Hierdoor was eiseres reeds voor 20 september 2017 verplicht om de afnemers van deze partijen te informeren en de NVWA daarvan op de hoogte te stellen. Volgens verweerder volgt uit de Richtsnoeren voor de tenuitvoerlegging van de artikelen 11, 12, 14, 17, 18, 19 en 20 van Verordening (EG) 178/2002 (Richtsnoeren) en de uitspraak van het College van Beroep voor het bedrijfsleven (CBb) van 24 november 2015, ECLI:NL:CBB:2015:397, dat afnemers moeten worden geïnformeerd over de constatering van fipronil boven de MRL als zodanig. Voorts overweegt verweerder dat omdat de Theoretische risico analyse lijst van eiseres gedeeltelijk niet inzichtelijk was omdat een aantal velden leeg was, als onderdeel van de last is gevraagd om toelichting op de waarden behorend bij die velden.
Beroepsgronden
4.1.
Eiseres heeft ten aanzien van beide bestreden besluiten aangevoerd dat er geen wettelijke grondslag bestond voor de lasten onder dwangsom omdat de MRL voor fipronil in eiproducten niet wettelijk is vastgelegd. De omrekenfactoren van het Standing Committee zijn niet vastgelegd conform de in artikel 20, tweede lid, van Verordening (EG) 396/2005 voorgeschreven regelgevingsprocedure, waardoor hieraan geen waarde kan worden gehecht.
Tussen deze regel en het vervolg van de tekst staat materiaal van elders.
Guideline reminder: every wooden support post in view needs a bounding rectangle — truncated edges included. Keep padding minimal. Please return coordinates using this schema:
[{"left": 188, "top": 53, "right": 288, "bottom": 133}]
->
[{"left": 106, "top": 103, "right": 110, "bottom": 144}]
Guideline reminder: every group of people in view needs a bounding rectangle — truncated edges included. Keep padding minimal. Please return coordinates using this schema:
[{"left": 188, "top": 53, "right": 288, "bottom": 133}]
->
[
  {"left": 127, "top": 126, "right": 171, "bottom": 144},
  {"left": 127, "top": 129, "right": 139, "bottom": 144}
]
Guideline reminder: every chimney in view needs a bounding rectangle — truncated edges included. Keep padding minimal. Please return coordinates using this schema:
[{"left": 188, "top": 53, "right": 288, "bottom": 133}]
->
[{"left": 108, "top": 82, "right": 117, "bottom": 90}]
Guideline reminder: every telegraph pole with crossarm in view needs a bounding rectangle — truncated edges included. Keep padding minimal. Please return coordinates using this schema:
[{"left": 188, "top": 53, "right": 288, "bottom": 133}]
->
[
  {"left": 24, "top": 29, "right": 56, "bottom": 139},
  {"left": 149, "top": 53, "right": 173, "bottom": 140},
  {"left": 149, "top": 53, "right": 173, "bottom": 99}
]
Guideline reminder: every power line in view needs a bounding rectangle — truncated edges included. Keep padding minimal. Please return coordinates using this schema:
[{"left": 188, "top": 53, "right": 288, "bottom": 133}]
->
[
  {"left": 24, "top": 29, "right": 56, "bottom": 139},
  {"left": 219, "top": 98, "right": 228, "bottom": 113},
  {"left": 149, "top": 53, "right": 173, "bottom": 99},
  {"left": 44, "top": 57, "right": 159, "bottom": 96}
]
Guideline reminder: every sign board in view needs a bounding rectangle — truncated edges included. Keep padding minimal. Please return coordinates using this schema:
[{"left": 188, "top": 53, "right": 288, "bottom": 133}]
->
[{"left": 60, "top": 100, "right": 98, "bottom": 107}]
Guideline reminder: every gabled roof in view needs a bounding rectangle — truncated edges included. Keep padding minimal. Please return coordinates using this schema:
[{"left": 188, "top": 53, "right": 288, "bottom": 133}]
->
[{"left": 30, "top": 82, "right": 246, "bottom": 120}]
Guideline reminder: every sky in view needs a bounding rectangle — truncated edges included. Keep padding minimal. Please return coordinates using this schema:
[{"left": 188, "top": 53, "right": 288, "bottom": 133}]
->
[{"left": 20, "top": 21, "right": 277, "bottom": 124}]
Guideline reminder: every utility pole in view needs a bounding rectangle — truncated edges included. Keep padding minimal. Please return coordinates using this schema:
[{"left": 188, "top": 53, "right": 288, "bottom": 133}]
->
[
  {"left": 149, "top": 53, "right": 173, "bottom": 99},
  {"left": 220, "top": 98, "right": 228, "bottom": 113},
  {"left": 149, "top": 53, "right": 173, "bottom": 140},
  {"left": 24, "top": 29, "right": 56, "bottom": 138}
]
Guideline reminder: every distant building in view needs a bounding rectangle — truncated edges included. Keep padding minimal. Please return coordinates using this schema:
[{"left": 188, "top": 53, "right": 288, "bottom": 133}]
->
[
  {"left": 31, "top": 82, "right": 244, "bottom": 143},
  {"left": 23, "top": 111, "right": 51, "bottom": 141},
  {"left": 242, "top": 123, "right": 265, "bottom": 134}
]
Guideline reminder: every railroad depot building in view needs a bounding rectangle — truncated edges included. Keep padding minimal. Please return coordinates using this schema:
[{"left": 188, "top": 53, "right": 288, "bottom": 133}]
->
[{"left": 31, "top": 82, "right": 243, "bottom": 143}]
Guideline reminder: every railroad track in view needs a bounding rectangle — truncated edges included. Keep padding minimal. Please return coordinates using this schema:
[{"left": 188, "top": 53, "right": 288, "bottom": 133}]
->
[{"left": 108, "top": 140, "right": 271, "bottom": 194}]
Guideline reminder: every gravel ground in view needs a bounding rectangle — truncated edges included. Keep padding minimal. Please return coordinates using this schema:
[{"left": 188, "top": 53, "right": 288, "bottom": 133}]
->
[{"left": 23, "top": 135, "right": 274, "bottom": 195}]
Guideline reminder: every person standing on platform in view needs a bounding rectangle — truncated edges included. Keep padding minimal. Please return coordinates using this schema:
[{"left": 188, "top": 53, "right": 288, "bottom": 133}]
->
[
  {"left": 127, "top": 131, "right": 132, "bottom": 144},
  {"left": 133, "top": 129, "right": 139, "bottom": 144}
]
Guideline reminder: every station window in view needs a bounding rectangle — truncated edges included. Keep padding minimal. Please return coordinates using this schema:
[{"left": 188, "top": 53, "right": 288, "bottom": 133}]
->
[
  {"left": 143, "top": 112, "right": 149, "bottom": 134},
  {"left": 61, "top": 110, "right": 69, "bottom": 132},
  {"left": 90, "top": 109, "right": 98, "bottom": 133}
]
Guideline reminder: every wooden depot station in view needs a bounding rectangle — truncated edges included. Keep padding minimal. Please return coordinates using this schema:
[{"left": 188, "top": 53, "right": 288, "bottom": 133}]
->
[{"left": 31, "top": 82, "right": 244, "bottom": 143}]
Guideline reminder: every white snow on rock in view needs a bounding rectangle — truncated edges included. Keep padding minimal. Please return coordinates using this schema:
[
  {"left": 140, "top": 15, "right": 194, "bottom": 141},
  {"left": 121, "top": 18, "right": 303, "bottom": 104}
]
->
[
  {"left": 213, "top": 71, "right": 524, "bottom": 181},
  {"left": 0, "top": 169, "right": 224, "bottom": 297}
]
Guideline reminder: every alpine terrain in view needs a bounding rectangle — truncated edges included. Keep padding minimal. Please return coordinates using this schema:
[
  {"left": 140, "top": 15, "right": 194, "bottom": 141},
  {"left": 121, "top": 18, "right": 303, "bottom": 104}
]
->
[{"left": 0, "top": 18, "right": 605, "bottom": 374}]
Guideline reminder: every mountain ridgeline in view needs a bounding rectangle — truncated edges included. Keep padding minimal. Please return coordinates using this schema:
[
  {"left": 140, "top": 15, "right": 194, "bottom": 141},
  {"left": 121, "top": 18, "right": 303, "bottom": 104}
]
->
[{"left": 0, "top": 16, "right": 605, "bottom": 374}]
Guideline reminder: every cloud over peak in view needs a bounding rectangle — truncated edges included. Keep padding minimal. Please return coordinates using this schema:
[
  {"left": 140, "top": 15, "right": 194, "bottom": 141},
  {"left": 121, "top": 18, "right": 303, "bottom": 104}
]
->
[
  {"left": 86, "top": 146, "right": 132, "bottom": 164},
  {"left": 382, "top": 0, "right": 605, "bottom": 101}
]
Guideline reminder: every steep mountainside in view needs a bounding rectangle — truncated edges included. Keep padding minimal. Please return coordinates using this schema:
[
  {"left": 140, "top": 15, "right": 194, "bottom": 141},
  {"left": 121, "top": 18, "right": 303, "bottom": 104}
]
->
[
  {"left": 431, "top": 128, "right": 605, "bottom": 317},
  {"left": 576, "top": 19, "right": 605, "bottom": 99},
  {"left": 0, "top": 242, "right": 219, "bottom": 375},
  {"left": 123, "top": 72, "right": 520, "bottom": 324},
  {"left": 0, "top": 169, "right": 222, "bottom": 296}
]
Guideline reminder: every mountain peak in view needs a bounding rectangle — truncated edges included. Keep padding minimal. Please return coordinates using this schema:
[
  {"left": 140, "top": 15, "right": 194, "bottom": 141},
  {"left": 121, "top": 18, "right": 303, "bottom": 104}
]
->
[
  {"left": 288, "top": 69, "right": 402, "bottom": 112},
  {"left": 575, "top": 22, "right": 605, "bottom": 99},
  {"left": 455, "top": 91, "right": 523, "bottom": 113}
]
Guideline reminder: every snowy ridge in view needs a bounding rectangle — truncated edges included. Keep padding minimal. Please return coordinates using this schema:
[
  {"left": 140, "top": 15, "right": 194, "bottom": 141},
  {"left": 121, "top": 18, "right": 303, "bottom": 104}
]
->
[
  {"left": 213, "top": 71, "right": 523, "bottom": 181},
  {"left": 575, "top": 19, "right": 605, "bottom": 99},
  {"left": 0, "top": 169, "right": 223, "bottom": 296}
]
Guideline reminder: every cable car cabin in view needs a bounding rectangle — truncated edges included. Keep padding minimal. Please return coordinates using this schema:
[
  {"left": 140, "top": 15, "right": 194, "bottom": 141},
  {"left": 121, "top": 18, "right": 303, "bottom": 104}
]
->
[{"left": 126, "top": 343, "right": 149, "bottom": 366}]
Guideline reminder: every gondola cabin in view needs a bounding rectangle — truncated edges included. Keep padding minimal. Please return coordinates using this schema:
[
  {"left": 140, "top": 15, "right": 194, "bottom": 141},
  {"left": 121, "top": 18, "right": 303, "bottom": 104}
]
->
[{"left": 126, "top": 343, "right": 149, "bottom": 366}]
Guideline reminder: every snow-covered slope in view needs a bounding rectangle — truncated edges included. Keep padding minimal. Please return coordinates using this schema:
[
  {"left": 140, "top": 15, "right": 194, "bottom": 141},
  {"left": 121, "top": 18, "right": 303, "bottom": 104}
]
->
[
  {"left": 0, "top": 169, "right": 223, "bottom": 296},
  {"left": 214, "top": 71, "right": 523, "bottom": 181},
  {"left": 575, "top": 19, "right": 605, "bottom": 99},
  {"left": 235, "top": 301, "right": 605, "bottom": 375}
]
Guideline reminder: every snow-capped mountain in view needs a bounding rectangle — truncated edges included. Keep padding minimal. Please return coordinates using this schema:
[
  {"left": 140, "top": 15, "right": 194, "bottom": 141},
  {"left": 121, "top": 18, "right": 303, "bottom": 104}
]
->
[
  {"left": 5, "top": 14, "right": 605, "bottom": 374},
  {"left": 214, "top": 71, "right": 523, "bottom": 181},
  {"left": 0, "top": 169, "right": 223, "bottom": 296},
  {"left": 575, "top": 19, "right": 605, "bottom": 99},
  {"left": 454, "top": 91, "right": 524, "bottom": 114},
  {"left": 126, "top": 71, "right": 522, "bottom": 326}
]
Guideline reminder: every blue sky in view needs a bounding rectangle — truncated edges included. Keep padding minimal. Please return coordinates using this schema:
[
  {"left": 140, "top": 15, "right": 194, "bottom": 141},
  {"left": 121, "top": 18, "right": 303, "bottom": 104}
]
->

Ondanks het bepaalde in artikel 20, eerste lid, van Verordening (EG) 396/2005 is bovendien ten onrechte geen rekening gehouden met het feit dat de door eiseres geproduceerde halffabricaten slechts voor 35% in het eindproduct voor de consument terechtkomen, dat er discussies zijn over de vraag hoe en waaraan fipronil zich het beste bindt, en dat de invloed van pasteurisatie op het fipronilgehalte onbekend is.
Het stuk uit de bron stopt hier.